Puede que el mapa no sea un buen ejemplo, puesto que se refiere a un territorio ya de por sí inmóvil, si descartamos las contingencias meteorológicas o de otro tipo que puedan afectarle. Por ello, Peirce (1906) da un paso adelante y afirma que «Tales operaciones sobre diagramas, ya sean externos o imaginarios, toman el lugar de los experimentos sobre cosas reales que se realizan en la investigación química y física» (p. 493). De acuerdo, ya que en la física y en la química los diagramas o fórmulas expresan transformaciones. Por lo tanto, una de las virtudes de los diagramas es convertir en una expresión abstracta la esencia de estos movimientos relacionales. Insertarlos, por lo tanto, en una forma estandarizada, que puede ser matemática, química, geométrica o lógica. Esto es algo que corrobora el propio Peirce cuando responde a las protestas de su interlocutor que piensa que el químico actúa sobre la propia naturaleza y el diagramador no:
‘Tiene toda la razón al decir que el químico experimenta con el objeto mismo de la investigación, aunque después de haber hecho el experimento, la muestra sobre la que se operó puede desecharse, ya que no tiene interés. Porque no era la muestra particular lo que el químico estaba investigando, sino la estructura molecular. Desde mucho tiempo atrás, estaba en posesión de pruebas abrumadoras acerca de que todas las muestras de la misma estructura molecular reaccionan químicamente de la misma manera exacta; de modo que una muestra es igual que otra. Pero el objeto de la investigación del químico, aquello sobre lo que él experimenta, y al cual la pregunta que le hace a la naturaleza se refiere, es la Estructura Molecular, que en todas sus muestras tiene una identidad tan completa como la que se halla en la naturaleza de la Estructura Molecular [...]’ (Peirce, 1906, pp. 493-494).
Peirce es muy persuasivo y a buen seguro que convenció a su hipotético amigo militar, lo cual quiere decir que se convenció a sí mismo. Sin embargo, nos da la impresión de que sus argumentos están tan encapsulados como los diagramas que defiende.
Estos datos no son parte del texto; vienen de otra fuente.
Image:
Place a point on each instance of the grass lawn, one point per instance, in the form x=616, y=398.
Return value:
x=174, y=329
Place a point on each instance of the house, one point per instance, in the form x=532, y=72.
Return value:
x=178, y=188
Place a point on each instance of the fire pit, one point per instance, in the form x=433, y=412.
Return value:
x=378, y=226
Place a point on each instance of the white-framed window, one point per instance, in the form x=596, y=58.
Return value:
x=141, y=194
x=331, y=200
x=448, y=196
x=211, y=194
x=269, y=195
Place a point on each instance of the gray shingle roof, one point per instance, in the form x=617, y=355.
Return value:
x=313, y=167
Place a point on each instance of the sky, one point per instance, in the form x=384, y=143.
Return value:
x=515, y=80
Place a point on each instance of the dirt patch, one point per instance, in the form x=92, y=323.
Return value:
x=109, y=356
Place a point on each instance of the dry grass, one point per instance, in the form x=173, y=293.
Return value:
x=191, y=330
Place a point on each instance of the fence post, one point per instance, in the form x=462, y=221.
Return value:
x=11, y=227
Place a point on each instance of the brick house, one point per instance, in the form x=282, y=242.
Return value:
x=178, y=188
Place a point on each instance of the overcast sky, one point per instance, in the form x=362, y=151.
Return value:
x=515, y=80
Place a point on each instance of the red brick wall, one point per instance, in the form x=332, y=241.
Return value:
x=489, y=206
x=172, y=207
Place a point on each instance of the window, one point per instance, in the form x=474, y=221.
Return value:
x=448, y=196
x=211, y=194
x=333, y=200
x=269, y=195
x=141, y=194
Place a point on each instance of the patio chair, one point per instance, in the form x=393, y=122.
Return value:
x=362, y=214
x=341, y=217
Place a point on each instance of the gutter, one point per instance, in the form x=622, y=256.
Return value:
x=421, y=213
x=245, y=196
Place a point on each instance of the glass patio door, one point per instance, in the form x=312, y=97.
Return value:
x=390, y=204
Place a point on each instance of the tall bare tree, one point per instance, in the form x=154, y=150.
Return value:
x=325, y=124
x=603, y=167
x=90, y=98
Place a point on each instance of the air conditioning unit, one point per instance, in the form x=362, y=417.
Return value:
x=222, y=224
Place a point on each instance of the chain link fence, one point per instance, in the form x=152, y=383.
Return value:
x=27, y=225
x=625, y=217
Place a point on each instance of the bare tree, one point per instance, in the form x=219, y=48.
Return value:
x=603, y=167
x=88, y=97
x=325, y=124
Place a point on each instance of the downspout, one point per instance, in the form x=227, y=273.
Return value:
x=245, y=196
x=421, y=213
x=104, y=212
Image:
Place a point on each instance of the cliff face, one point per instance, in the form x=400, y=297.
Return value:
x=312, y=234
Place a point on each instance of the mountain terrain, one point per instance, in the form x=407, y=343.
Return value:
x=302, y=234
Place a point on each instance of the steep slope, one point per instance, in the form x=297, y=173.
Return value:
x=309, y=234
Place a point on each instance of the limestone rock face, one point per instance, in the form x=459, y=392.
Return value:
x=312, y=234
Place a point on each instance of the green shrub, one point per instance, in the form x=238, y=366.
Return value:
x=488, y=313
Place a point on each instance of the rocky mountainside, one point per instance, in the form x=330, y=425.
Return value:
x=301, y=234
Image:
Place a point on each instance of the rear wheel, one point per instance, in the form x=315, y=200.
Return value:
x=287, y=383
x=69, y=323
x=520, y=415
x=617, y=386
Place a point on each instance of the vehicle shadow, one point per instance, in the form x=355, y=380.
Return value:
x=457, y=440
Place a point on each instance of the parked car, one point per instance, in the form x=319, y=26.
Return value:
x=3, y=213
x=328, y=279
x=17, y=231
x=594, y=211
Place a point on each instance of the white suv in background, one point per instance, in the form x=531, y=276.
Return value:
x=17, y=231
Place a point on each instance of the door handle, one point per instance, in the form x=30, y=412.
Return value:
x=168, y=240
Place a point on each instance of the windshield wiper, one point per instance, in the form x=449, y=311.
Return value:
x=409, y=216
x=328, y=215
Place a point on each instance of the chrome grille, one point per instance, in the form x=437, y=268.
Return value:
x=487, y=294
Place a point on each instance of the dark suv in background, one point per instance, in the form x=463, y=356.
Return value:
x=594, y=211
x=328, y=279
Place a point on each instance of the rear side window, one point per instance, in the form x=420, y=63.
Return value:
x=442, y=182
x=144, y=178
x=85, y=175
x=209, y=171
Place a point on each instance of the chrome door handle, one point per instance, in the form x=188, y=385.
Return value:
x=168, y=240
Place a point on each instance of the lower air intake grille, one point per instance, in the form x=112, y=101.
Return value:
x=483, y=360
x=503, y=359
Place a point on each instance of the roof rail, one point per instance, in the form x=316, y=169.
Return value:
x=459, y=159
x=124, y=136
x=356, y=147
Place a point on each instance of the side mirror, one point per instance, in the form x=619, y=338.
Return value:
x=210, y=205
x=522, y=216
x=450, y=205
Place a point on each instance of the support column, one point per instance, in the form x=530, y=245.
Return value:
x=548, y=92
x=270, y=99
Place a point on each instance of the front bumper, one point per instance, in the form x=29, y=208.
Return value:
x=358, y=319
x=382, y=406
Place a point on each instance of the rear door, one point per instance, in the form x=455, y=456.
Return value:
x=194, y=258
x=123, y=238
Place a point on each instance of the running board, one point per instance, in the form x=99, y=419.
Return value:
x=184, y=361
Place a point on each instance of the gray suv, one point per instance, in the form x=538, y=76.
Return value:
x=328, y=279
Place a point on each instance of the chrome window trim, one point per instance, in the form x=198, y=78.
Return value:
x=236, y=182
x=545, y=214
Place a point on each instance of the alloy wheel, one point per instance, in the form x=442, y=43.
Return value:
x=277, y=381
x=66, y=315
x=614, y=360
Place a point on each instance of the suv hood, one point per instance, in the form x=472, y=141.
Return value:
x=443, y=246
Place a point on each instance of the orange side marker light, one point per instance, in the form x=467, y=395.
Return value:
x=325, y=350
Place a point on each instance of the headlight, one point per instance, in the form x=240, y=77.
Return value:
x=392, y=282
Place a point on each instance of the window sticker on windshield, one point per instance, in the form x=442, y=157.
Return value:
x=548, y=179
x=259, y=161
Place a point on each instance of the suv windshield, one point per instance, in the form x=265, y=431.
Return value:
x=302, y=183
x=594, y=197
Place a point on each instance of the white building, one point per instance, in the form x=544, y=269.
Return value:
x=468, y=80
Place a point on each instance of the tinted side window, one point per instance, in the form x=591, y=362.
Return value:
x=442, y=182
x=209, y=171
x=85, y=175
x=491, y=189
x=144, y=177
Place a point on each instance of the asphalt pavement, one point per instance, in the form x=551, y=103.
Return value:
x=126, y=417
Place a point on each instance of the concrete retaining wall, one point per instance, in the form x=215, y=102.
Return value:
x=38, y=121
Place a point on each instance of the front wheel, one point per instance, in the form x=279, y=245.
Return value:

Es decir, ni unos ni otros actúan en el vacío, estableciendo referencias impolutas con sus referentes, sean estos propios de la naturaleza o de la imaginación.
Los signos tienen pues una forma imaginaria que organiza todo pensamiento en torno al signo. No se trata tan solo de detectar los elementos que constituyen el fenómeno sígnico, de saber que está compuesto de un significante y un significado, sino, principalmente, de que estos se relacionan a través de una estructura precisa y repetitiva. Tan descabellado sería rechazarlo como ignorarlo. Ello nos permite, sin embargo, ver el fenómeno desde una diferente perspectiva, la de la imaginación. Parece estar claro que los diagramas son, entre otras cosas posibles, formas de la imaginación. Forman un vocabulario por el que nuestra imaginación se expresa.
En realidad, un signo no es más que una máquina abstracta (de esto hablaremos luego más extensamente), es decir, una función estructurada a través de un diagrama. Lo interesante de las máquinas abstractas, según Deleuze, es que ignoran la diferencia entre los contenidos y las expresiones, a la vez que los recrean. Se diría que existe una cierta relación entre el vuelco que le da Lacan al signo y el planteamiento de unas máquinas cuyo conglomerado de materia y función no contempla ninguna correspondencia entre el significante (expresión) y el significado (contenido), aunque que no por ello los ignora.
En una máquina abstracta no hay arriba ni abajo, coordenadas platónicas que empujaron por siempre jamás el alma hacia arriba y el cuerpo hacia abajo. Una máquina abstracta es como un remolino, es decir, un flujo que no es material pero que, sin embargo, moldea la materia. De la misma manera, una máquina abstracta reconduce las ideas, el pensamiento, a través de un diagrama compuesto por flujos que se retroalimentan a través de la misma fuerza de las reflexiones que dirigen.